The severe mercy of God at Babel can be seen in this: by creating multiple languages, Mankind is no more united in their pride and rebellion against God. The judgment of Man was averted for a time. As nations worry over the intentions of their neighbors and wars between nations occur, the world takes its [rebellious] eyes off God in order to deal with the more pressing existential concerns of the tribes and nations. Morally, the separation limits the degrading effects of sin. Antediluvian men were of one language and culture, and therefore wickedness will continue to grow and infect and destroy the culture. Post-Babel, the degrading effects of wickedness in one society will be relatively limited to that society, and the judgment of God when it falls will see the destruction of that society by another less wicked than it. We can see such a principle functioning in the destruction of the Canaanites as nations and as a people in Joshua's conquest of Canaan.
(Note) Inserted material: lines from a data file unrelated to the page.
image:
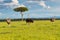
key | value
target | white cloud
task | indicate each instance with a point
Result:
(13, 3)
(41, 3)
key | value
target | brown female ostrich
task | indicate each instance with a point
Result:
(52, 19)
(8, 20)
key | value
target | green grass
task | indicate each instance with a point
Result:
(39, 30)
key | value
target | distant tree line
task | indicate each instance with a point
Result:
(2, 20)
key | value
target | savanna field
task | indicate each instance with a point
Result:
(39, 30)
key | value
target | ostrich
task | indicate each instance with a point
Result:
(8, 20)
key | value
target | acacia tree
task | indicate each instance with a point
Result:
(21, 10)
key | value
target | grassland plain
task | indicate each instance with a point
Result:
(39, 30)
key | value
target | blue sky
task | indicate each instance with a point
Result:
(37, 8)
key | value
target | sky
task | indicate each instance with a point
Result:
(36, 8)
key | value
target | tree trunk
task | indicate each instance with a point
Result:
(22, 16)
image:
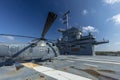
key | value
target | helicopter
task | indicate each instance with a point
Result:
(39, 49)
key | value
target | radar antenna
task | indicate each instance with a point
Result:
(65, 18)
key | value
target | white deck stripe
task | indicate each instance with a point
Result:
(99, 61)
(59, 75)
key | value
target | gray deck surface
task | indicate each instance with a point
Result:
(93, 67)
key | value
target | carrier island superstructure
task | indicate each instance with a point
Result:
(74, 42)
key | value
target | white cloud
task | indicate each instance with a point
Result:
(84, 12)
(111, 1)
(8, 37)
(89, 29)
(115, 19)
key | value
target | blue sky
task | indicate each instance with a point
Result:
(27, 17)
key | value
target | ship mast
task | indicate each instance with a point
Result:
(65, 19)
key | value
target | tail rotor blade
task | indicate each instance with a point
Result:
(50, 19)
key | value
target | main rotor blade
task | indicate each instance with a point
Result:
(16, 35)
(50, 19)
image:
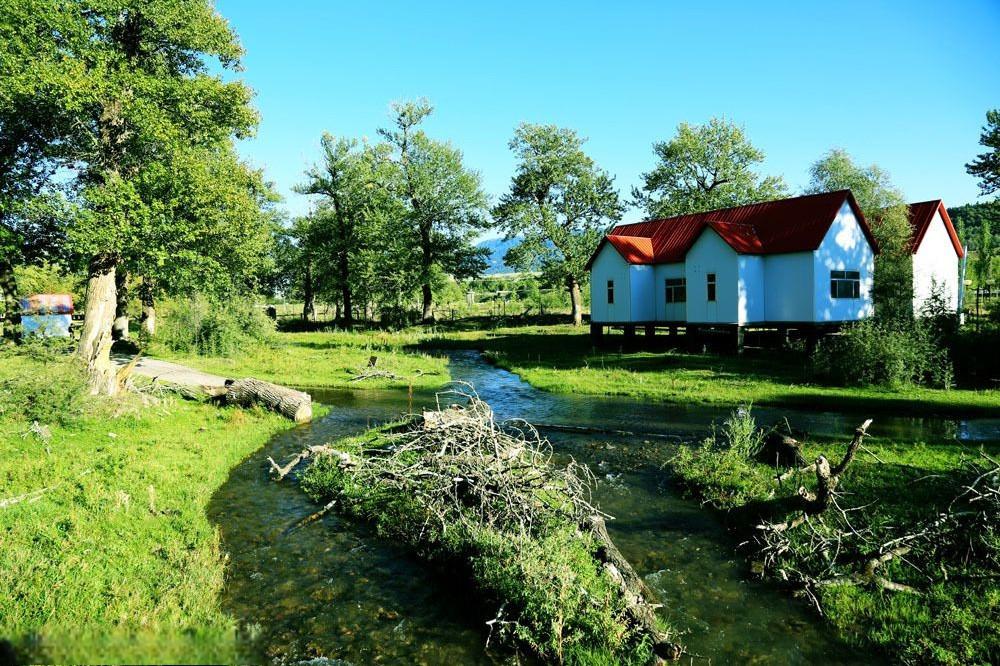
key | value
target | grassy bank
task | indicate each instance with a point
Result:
(562, 359)
(327, 360)
(891, 491)
(113, 558)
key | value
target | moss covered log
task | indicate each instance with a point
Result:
(485, 499)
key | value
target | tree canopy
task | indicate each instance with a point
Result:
(705, 167)
(884, 207)
(559, 205)
(986, 166)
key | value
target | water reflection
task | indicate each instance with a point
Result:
(334, 590)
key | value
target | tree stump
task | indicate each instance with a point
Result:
(296, 405)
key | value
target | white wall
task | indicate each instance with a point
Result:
(664, 311)
(751, 289)
(642, 290)
(843, 248)
(609, 265)
(711, 254)
(935, 262)
(788, 287)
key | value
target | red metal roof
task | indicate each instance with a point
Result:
(921, 215)
(772, 227)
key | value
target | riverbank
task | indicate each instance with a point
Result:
(109, 556)
(934, 602)
(562, 359)
(329, 360)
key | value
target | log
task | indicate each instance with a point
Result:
(296, 405)
(635, 592)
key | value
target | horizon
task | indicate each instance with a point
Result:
(623, 94)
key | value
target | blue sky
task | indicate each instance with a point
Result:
(903, 84)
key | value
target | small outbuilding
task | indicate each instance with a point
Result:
(792, 263)
(937, 255)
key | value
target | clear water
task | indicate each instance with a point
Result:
(331, 589)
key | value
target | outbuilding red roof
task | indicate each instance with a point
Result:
(921, 214)
(772, 227)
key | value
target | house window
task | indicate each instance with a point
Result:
(676, 289)
(845, 284)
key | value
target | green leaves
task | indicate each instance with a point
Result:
(986, 166)
(705, 167)
(560, 202)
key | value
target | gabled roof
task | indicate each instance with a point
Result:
(921, 214)
(772, 227)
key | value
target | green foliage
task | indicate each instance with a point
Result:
(986, 166)
(443, 206)
(54, 396)
(559, 204)
(721, 470)
(122, 531)
(46, 278)
(872, 353)
(200, 325)
(705, 167)
(554, 596)
(884, 207)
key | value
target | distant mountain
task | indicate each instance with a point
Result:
(498, 248)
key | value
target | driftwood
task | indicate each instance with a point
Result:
(462, 467)
(296, 405)
(634, 590)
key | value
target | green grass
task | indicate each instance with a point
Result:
(562, 359)
(328, 360)
(117, 561)
(900, 485)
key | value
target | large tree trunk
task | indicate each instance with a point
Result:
(425, 264)
(95, 339)
(574, 296)
(147, 299)
(308, 297)
(12, 307)
(345, 285)
(296, 405)
(119, 330)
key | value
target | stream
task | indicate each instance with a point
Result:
(333, 592)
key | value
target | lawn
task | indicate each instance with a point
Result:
(113, 558)
(891, 489)
(562, 359)
(328, 360)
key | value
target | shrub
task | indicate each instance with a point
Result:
(721, 470)
(198, 325)
(871, 353)
(56, 395)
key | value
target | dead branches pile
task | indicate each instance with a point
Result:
(824, 542)
(458, 485)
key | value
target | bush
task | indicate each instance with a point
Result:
(875, 354)
(722, 470)
(56, 396)
(198, 325)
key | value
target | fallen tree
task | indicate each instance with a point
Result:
(296, 405)
(485, 498)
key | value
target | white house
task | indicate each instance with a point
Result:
(937, 254)
(805, 261)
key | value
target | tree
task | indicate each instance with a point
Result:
(138, 90)
(984, 254)
(559, 204)
(986, 166)
(443, 202)
(884, 207)
(705, 167)
(355, 183)
(36, 85)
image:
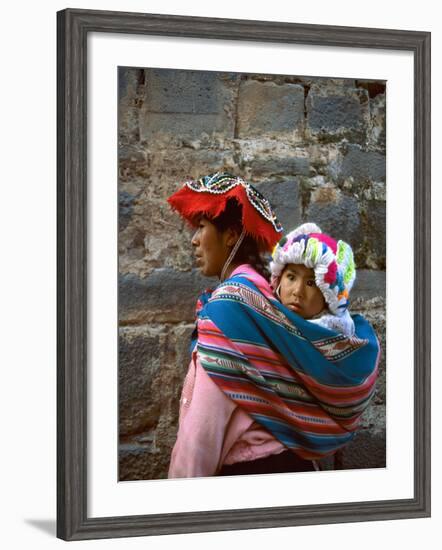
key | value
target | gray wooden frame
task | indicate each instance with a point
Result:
(73, 27)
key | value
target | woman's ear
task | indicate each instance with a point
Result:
(231, 235)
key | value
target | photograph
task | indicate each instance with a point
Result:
(243, 283)
(275, 184)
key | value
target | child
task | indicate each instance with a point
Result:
(312, 275)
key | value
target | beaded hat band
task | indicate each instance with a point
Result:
(208, 196)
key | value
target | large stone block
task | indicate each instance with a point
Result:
(165, 296)
(336, 213)
(376, 231)
(337, 113)
(267, 108)
(286, 166)
(187, 104)
(369, 284)
(153, 363)
(363, 165)
(139, 363)
(284, 196)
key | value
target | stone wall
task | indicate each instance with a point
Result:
(314, 147)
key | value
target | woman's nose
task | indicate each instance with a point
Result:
(297, 288)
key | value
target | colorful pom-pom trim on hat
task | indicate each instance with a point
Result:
(208, 196)
(332, 262)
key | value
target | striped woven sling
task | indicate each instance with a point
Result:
(304, 383)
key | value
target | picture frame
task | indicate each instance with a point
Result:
(73, 27)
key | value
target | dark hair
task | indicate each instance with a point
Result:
(249, 250)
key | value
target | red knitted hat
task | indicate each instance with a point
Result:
(208, 196)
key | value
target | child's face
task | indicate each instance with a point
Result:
(298, 291)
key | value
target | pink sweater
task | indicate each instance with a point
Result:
(213, 430)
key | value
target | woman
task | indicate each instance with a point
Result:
(262, 393)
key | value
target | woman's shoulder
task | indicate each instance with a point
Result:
(247, 273)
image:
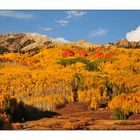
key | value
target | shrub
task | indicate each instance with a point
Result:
(118, 114)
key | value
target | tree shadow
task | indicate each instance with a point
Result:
(28, 113)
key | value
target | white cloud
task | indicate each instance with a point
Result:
(16, 14)
(47, 29)
(74, 14)
(98, 32)
(62, 22)
(133, 35)
(60, 40)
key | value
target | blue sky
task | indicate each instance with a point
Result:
(95, 26)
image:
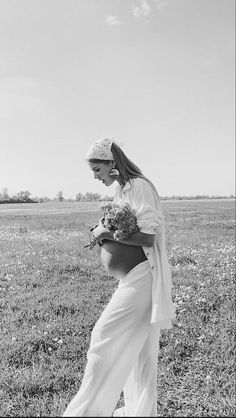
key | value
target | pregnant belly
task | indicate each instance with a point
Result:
(118, 259)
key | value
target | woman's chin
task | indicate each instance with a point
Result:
(108, 182)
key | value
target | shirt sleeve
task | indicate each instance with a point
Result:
(146, 203)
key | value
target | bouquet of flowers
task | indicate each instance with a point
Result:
(118, 218)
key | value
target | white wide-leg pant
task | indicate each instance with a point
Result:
(122, 355)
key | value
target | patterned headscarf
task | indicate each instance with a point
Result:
(100, 150)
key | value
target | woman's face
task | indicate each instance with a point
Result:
(101, 172)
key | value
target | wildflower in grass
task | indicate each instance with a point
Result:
(118, 218)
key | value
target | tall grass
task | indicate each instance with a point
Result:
(53, 291)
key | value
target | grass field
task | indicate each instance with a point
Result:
(53, 290)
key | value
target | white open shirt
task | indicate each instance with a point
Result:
(140, 195)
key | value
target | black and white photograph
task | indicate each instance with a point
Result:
(117, 208)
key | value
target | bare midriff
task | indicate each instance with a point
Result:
(118, 259)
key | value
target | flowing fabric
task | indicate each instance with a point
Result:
(122, 354)
(144, 199)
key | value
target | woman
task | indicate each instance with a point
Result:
(124, 343)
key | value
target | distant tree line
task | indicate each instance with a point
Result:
(24, 197)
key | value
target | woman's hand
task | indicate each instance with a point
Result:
(99, 232)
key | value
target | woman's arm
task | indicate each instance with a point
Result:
(137, 238)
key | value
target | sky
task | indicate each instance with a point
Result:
(158, 75)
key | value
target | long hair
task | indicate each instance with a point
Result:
(127, 169)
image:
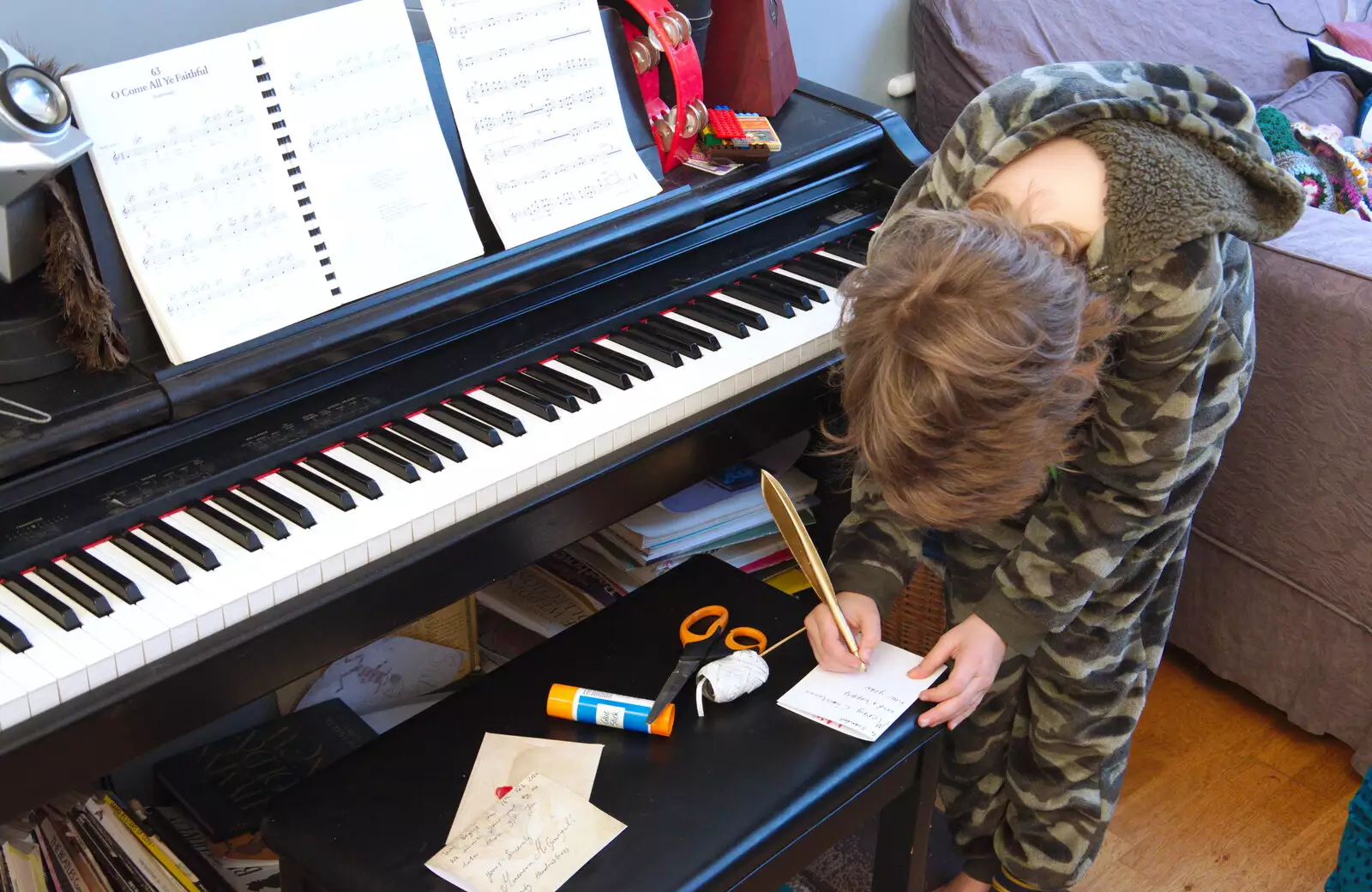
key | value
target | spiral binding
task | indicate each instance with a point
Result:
(298, 189)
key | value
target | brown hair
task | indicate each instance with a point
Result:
(973, 349)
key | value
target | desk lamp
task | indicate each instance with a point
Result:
(36, 142)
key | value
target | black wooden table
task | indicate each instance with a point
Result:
(743, 799)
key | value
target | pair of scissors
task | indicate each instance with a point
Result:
(703, 647)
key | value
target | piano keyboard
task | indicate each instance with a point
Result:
(82, 619)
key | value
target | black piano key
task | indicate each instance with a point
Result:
(564, 382)
(789, 287)
(534, 388)
(617, 361)
(250, 514)
(681, 331)
(196, 552)
(45, 603)
(718, 322)
(13, 637)
(649, 347)
(388, 461)
(343, 475)
(431, 439)
(285, 505)
(763, 301)
(733, 310)
(409, 450)
(534, 405)
(106, 576)
(226, 526)
(848, 251)
(599, 371)
(479, 431)
(833, 265)
(75, 589)
(797, 297)
(809, 267)
(153, 558)
(683, 347)
(489, 413)
(315, 485)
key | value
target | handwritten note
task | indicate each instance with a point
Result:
(504, 761)
(539, 110)
(861, 704)
(533, 841)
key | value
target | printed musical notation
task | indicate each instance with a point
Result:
(514, 50)
(511, 150)
(557, 171)
(161, 194)
(514, 17)
(370, 62)
(210, 127)
(226, 230)
(196, 298)
(367, 123)
(514, 117)
(539, 110)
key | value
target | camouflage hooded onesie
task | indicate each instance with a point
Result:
(1083, 583)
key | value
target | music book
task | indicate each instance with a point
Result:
(265, 178)
(539, 110)
(859, 704)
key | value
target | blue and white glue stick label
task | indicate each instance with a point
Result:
(597, 707)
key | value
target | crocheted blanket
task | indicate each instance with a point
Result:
(1335, 171)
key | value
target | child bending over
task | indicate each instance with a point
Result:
(1050, 341)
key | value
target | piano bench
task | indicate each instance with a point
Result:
(743, 799)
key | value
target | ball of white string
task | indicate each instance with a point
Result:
(731, 678)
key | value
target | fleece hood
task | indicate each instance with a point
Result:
(1183, 154)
By turning nation against nation, and peoples against peoples, the wickedness of Man is checked over and over again by God's intervention and judgment.
The blessing of discord from Babel consists in this: That because of Babel, 1) mankind is preoccupied with many things and thus find less time to rage against God (and His people), 2) immorality is checked by the rise and fall of nations as foreordained and instituted by God.
So while we are sad about the discord in this world, we should realize that the discord in the world serves the great purposes of God for the ultimate blessing of His people. For if discord totally ceased, unregenerate humanity will with one voice turn against God and His people. Already, despite the discord caused by Babel, the nations of the world are persecuting Christians. Imagine what would happen if they were all united against God and Christ?
So while saddened at the human suffering due to discord, we must realize that it works for our good as well. That is also why an inefficient executive branch of government is spiritually better for us than a strong government. Nazi Germany after all had probably one of the strongest government of the 20th century, and we knew what happened to true Christians under that regime.
Fellow saints, let us therefore see the curse of Babel as a blessing to us, for all things work together for our good (Rom. 8:28). Let us thank God for the presence of discord so that we can live in peace and continue to work for the growth and proclamation of the Gospel. Amen.